Let $f:R^n \to R$ be convex (may not $C^1$), $$[D^2f]=[D^2f]_{ac}+[D^2f]_s=[h_{ij}] L^n+[D^2f]_s$$ is the Lebesgue decomposition of the Hessian matrix. Where $[h_{ij}]$ is the density w.r.t the Lebesgue measure $L^n$. Then we know that $[h_{ij}](x)$ is non-negatively definite matrix at any point where the absolutely part supports. And the singular part $[D^2f]_s \geqslant 0$.
If we assume in addition there is a constant $\lambda>0$ such that for any $\psi=(\psi_1,...,\psi_n)$ with $\psi_i \in C^2_c(R^n)$ $$ \Sigma_{i,j}\int_{R^n} f \frac{\partial^2(\psi_i\cdot \psi_j)}{\partial x_i \partial x_j} dx \leqslant \lambda \Sigma_i \int |\psi_i|^2 $$ Then we have $[h_{ij}]-\lambda \cdot I$ is non-positively definite matrix and $[D^2f]_s \leqslant 0$, where $I$ is the unit $n\times n$ matrix. Thus the singular part vanishes $[D^2f]_s=0$.
My question is "Is $f$ $\lambda$-concave?"

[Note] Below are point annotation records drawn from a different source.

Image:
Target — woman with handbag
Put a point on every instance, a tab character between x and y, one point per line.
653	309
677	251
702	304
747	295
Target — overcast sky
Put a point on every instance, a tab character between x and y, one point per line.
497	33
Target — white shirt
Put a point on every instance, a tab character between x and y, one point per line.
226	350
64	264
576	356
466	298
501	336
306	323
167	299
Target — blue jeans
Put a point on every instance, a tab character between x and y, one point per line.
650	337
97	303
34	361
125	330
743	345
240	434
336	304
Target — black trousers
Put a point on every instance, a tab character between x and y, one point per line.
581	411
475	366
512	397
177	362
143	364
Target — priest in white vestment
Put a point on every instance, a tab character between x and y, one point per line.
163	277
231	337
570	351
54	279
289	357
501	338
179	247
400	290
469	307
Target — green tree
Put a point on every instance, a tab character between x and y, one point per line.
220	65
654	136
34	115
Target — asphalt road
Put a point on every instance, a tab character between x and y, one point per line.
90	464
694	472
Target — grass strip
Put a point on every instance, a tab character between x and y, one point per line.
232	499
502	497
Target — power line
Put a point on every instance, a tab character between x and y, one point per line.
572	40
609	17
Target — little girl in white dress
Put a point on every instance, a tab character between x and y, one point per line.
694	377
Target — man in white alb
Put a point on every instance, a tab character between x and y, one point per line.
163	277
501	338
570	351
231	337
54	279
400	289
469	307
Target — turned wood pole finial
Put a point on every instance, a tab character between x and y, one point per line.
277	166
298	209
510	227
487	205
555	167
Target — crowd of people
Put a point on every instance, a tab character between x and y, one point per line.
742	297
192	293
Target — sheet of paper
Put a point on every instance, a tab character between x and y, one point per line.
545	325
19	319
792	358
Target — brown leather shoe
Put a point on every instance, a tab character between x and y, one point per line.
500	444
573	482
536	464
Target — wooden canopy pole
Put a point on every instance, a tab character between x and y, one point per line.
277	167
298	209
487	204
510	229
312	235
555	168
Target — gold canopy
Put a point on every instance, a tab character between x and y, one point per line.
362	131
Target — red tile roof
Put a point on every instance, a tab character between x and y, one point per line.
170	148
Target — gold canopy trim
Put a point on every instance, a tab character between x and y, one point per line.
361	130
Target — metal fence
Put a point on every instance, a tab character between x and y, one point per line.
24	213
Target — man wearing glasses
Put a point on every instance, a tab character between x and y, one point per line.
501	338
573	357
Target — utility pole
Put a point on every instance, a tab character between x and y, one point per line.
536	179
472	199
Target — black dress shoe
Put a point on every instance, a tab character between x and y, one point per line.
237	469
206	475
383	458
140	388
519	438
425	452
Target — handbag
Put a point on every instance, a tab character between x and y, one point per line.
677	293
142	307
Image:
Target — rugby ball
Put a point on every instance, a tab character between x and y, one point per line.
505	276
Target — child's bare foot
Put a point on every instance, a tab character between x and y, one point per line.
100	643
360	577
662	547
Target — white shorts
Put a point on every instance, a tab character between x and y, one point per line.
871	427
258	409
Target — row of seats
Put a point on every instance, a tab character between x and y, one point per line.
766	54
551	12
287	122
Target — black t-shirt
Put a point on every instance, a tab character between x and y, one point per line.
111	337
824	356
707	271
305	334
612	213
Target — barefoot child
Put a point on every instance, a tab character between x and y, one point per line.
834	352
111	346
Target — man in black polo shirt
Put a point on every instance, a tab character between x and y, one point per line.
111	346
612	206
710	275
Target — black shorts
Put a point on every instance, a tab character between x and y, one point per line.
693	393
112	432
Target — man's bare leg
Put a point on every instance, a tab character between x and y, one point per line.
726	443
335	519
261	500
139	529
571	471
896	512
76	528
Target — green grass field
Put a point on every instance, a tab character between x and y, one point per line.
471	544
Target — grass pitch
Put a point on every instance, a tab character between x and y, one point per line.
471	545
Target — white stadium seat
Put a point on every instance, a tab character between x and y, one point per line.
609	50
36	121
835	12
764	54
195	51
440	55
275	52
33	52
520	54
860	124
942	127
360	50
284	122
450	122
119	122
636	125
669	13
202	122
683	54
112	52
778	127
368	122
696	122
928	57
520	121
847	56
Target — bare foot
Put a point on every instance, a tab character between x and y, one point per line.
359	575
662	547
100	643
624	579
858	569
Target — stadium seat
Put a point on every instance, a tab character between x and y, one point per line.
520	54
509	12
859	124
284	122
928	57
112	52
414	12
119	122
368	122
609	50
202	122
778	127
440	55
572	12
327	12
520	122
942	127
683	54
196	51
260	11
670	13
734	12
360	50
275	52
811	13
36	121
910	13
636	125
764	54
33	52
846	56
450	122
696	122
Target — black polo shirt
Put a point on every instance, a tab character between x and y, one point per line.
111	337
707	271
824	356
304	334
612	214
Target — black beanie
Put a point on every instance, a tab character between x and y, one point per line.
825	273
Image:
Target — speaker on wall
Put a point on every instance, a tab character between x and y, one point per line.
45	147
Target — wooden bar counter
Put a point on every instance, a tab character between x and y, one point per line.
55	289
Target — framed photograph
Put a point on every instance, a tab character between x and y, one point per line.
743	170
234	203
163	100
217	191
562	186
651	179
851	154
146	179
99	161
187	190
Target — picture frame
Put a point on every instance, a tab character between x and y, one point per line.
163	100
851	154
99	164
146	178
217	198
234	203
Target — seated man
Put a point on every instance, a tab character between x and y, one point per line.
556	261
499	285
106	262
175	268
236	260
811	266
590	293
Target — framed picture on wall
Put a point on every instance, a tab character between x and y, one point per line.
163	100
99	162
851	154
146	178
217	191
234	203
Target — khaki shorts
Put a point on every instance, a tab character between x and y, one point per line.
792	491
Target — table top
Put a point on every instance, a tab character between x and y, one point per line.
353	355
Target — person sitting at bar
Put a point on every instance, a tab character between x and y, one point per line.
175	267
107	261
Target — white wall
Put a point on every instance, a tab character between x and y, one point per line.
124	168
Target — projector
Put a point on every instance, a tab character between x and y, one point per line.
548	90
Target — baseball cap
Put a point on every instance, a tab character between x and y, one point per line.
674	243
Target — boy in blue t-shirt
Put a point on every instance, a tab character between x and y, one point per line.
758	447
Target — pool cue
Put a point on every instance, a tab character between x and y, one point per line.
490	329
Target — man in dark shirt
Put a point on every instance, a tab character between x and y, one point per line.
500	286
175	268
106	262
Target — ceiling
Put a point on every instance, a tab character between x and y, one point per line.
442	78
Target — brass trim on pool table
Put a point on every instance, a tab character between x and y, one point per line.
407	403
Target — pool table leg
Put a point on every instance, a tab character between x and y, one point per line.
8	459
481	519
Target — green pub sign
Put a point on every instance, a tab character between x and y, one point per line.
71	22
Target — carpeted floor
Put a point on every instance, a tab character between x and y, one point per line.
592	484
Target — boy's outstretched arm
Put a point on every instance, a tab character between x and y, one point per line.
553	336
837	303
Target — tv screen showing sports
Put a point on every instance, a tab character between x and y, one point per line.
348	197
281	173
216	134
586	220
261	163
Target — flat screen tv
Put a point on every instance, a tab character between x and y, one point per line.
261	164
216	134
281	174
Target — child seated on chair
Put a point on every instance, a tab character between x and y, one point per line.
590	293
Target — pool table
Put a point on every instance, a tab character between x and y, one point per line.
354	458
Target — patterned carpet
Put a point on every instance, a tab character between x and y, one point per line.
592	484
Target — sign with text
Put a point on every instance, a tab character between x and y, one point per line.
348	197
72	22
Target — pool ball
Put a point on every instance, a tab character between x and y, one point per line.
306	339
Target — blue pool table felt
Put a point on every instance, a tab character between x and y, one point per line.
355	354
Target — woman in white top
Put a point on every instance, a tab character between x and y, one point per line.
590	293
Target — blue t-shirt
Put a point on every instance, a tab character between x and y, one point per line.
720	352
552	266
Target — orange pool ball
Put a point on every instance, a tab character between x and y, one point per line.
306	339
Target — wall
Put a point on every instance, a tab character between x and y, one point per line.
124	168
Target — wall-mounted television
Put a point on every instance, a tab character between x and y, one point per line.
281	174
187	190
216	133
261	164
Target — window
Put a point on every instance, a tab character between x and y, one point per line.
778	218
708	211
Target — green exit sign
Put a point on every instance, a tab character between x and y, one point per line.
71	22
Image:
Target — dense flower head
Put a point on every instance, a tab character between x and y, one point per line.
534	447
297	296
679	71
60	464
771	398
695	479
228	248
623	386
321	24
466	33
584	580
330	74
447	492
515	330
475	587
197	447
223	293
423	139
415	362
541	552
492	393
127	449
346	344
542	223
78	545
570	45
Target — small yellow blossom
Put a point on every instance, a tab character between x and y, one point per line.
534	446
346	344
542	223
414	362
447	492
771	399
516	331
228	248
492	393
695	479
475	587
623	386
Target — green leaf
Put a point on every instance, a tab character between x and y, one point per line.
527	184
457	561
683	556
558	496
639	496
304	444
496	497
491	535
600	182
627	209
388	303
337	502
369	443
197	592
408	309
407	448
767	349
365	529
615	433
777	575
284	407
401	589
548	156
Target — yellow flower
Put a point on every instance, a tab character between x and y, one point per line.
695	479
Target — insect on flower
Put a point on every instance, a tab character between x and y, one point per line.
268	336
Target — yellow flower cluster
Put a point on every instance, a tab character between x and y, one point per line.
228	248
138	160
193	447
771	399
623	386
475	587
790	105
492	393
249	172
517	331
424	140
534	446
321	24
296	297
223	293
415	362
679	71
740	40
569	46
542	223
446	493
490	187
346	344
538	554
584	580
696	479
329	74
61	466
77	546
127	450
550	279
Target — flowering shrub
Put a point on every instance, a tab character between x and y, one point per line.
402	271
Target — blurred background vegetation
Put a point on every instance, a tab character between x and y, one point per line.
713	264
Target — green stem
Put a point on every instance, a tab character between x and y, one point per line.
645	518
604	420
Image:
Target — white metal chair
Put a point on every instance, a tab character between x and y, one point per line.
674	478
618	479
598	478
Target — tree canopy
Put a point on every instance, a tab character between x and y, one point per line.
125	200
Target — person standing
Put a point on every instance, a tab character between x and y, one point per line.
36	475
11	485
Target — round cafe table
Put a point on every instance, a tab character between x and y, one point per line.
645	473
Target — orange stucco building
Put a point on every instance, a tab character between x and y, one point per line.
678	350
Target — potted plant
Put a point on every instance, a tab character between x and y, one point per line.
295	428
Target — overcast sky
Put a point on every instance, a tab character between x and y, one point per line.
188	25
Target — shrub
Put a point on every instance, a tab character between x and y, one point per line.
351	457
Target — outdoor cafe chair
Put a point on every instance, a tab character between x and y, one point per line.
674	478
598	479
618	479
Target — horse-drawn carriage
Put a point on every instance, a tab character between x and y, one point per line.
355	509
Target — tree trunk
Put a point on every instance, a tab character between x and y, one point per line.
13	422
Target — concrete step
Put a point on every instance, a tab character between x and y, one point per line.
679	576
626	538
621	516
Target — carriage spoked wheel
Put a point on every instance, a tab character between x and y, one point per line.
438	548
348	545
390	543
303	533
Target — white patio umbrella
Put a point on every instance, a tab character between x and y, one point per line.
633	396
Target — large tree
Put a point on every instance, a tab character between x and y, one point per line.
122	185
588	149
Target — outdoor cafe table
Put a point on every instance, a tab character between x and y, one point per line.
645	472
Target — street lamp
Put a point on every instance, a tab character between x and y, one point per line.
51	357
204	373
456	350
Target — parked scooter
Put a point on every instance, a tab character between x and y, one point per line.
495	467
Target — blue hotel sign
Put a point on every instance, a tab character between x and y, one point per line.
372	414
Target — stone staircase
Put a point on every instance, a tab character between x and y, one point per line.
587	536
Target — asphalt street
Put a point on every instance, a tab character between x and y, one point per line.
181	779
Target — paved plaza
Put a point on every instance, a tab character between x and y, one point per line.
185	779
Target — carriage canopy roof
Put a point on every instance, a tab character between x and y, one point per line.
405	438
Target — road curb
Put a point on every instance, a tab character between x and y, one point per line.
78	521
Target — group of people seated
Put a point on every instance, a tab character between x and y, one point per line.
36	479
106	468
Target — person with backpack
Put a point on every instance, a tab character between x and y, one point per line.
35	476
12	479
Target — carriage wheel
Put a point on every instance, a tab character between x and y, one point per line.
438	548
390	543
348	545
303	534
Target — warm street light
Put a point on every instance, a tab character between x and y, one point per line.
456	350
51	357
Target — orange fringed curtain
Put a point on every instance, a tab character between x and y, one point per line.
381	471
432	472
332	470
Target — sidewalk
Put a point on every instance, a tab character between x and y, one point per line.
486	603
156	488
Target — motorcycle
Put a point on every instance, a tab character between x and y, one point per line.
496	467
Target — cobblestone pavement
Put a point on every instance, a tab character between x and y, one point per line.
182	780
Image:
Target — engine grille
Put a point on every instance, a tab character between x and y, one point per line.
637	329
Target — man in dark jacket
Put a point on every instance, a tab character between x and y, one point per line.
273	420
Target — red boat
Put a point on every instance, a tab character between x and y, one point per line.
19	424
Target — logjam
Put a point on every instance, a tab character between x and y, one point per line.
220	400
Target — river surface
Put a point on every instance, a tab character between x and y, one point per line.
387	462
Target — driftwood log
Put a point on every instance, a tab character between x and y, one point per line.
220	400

Or for short, equivalently "Is the Hessian measure of a convex function $f$ has vanished singular part, and at any second differential points $D^2f(x) \leqslant \lambda \cdot I$, is $f$ $\lambda$-concave?".
My calculation is as follows: Let $f_{\epsilon}$ be the smooth modifiller. If we can get that $D^2 f_{\epsilon} \leqslant \lambda-\delta(\epsilon)$, Then $f_{\epsilon}$ is $\lambda-\delta(\epsilon)$-concave. Then by approximation we can get $f$ is $\lambda$-concave.
$$ \int D^2 f_{\epsilon} \psi_i \psi_j =\int f_{\epsilon} \frac{\psi_i \psi_j}{\partial x_i \partial x_j} \to \int f \frac{\psi_i \psi_j}{\partial x_i \partial x_j}=\int \psi_i \psi_j h_{ij}dx \leqslant \lambda \Sigma_i \int |\psi_i|^2 $$ But it seems we can't get $f_{\epsilon}$ is $\lambda-\delta(\epsilon)$-concave from above. The convergence is for measure, it's weak not strong.